L’enfant désespéré peut choisir de mourir. Option épouvantable, mais réelle, surtout s’il n’arrive pas à trouver de l’aide. C’est l’option à ne pas choisir.
L’enfant peut choisir de se révolter. Le problème, avec ce choix, est que l’enfant, aussi intelligent soit-il, dispose souvent de moins de ressources, de moins de connaissances et de moins d’expérience que l’adulte violent qui cherche à le contrôler, voire à le détruire consciemment ou pas. Il résultera alors, de ses tentatives de révolte, une escalade de la violence exercée contre l’enfant qui finira alors, probablement très blessé, par se soumettre ou s’enfuir… ou encore mourir sous les violences devenues intolérables.
L’enfant a aussi le choix de se soumettre pour le temps où il doit rester dans sa famille. Cela impliquera beaucoup de renoncements. Cela peut aller jusqu’au renoncement total à soi. Le problème avec cela est qu’il risque quand même d’intégrer, du moins pendant le temps où il est toujours à la maison et n’a pas développé d’esprit critique, l’image négative de lui-même que lui envoie sont parent. Cette image sera présente, sous le niveau de conscience, et déterminera ses actions et réactions dans tous les domaines de sa vie.
L’enfant peut enfin tout simplement croire que ce que le parent lui fait et lui dit est complètement normal et intégrer toutes les choses horribles que l’adulte lui dit et lui fait comme s’il s’agissait de la vérité. C’est possible que cela arrive si l’enfant grandissant de ce milieu n’a pas vraiment de point de comparaison extérieur. Il n’a par exemple alors pas d’autre adulte ou d’ami qui peut lui dire qu’il est intelligent, alors qu’à la maison on lui dit qu’il est stupide.
La plupart d’entre nous, anciens enfants violentés, avons choisi d’alterner les stratégies selon ce qui était possible à différents moments de nos vies, que ce soit de façon consciente ou pas. Cela nous a permis de naviguer au sein des violences vécues et d’avoir la vie la plus tolérable possible dans les circonstances.
Je me souviens d’avoir tout essayé et d’en avoir subi les conséquences.

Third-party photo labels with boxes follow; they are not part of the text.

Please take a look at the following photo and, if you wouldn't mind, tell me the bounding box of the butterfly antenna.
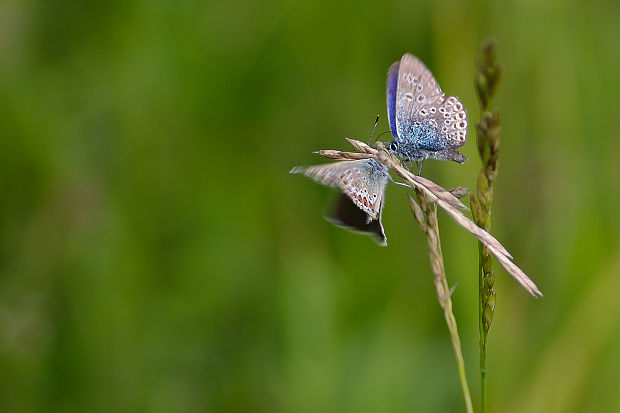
[415,160,424,176]
[368,114,379,146]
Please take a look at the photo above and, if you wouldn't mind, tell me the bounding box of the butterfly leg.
[415,161,424,176]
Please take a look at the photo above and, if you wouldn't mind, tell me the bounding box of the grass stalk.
[470,40,501,413]
[409,188,474,413]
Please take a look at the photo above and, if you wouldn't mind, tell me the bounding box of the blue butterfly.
[387,53,467,163]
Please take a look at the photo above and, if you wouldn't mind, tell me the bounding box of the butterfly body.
[387,53,467,163]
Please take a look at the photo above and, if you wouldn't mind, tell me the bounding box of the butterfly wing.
[395,53,467,151]
[326,192,387,246]
[387,62,400,139]
[291,159,389,222]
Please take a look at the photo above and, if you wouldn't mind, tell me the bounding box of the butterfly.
[387,53,467,163]
[290,159,390,246]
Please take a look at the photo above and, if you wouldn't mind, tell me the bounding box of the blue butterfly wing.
[387,62,400,139]
[395,53,446,151]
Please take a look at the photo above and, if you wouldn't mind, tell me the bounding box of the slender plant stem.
[470,40,501,413]
[409,189,474,413]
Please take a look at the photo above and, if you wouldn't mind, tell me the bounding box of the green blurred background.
[0,0,620,412]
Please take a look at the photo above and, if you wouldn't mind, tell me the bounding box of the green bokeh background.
[0,0,620,412]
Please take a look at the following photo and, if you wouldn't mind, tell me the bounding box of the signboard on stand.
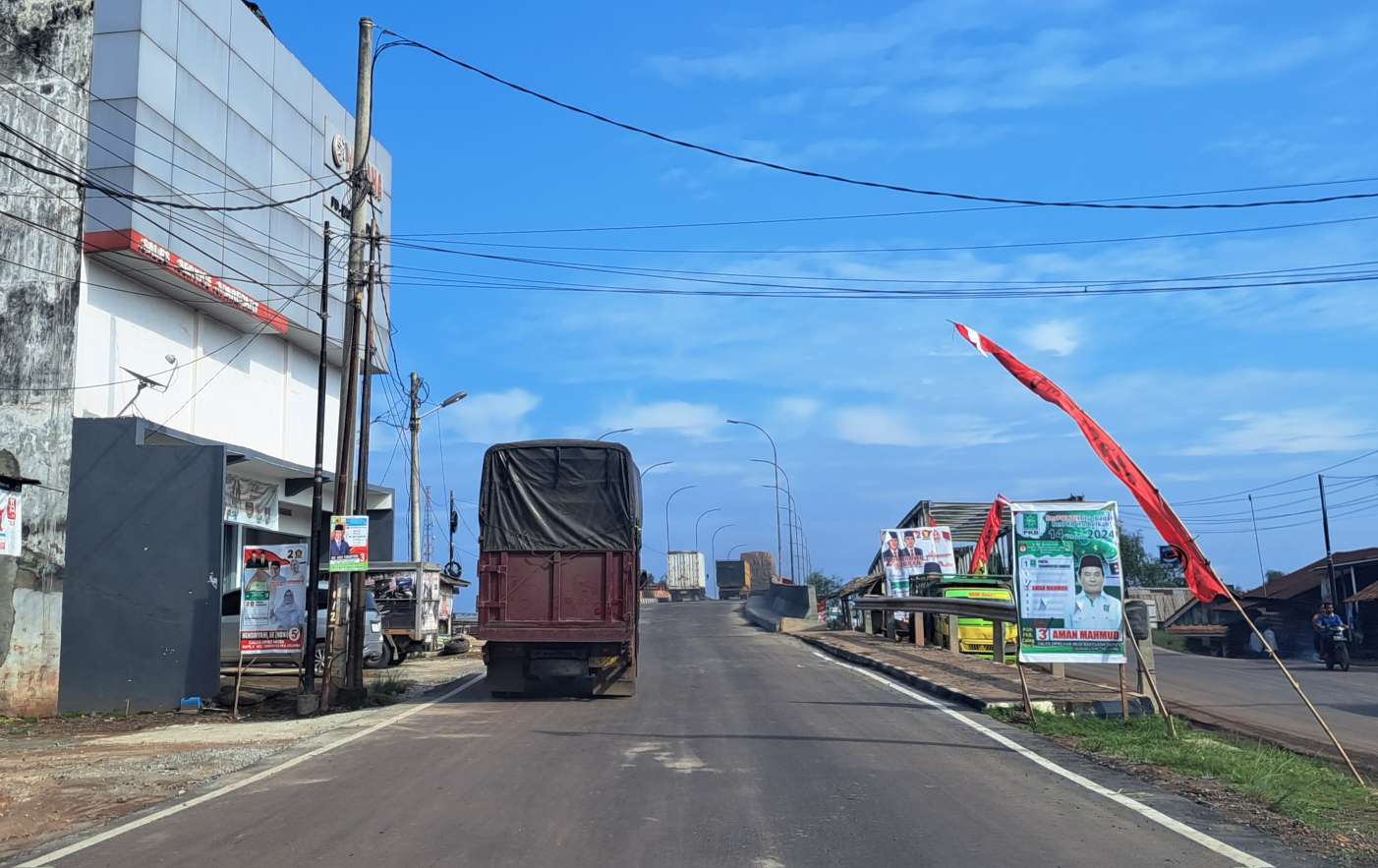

Je me souviens surtout que longtemps, je n’en parlais pas. C’est parce que j’ai grandi avec un sentiment de honte qui me traversait jusqu’à la moelle des os et me constituait entièrement. Je n’en avais pas conscience tellement cette honte était moi. J’avais à la fois honte de moi et de ma famille, de ce qui s’y passait. La honte est un poison qui tue lentement, ou, du moins, vous place dans un état de vie diminuée.
Cette honte n’est jamais partie.
Je la sens fréquemment remonter en moi.
Je travaille constamment à la faire diminuer.
Cette honte ne m’a donc jamais complètement quittée, même si aujourd’hui je réalise plus rapidement quand on essaie de me faire honte injustement. C’est le cas la plupart du temps en fait, parce qu’ayant grandi dans un environnement très contrôlé, je me surveille constamment. Je fais donc très rarement des choses épouvantables qui me vaudrait une intervention de l’extérieur de la part de personnes se plaçant en position de supériorité face à moi. Les gens essaient quand même. Je reste un peu figée sur le coup, mais après je trouve ça drôle (d’être face à une petite brute intimidatrice qui n’a pas grandi), décourageant et épuisant en même temps.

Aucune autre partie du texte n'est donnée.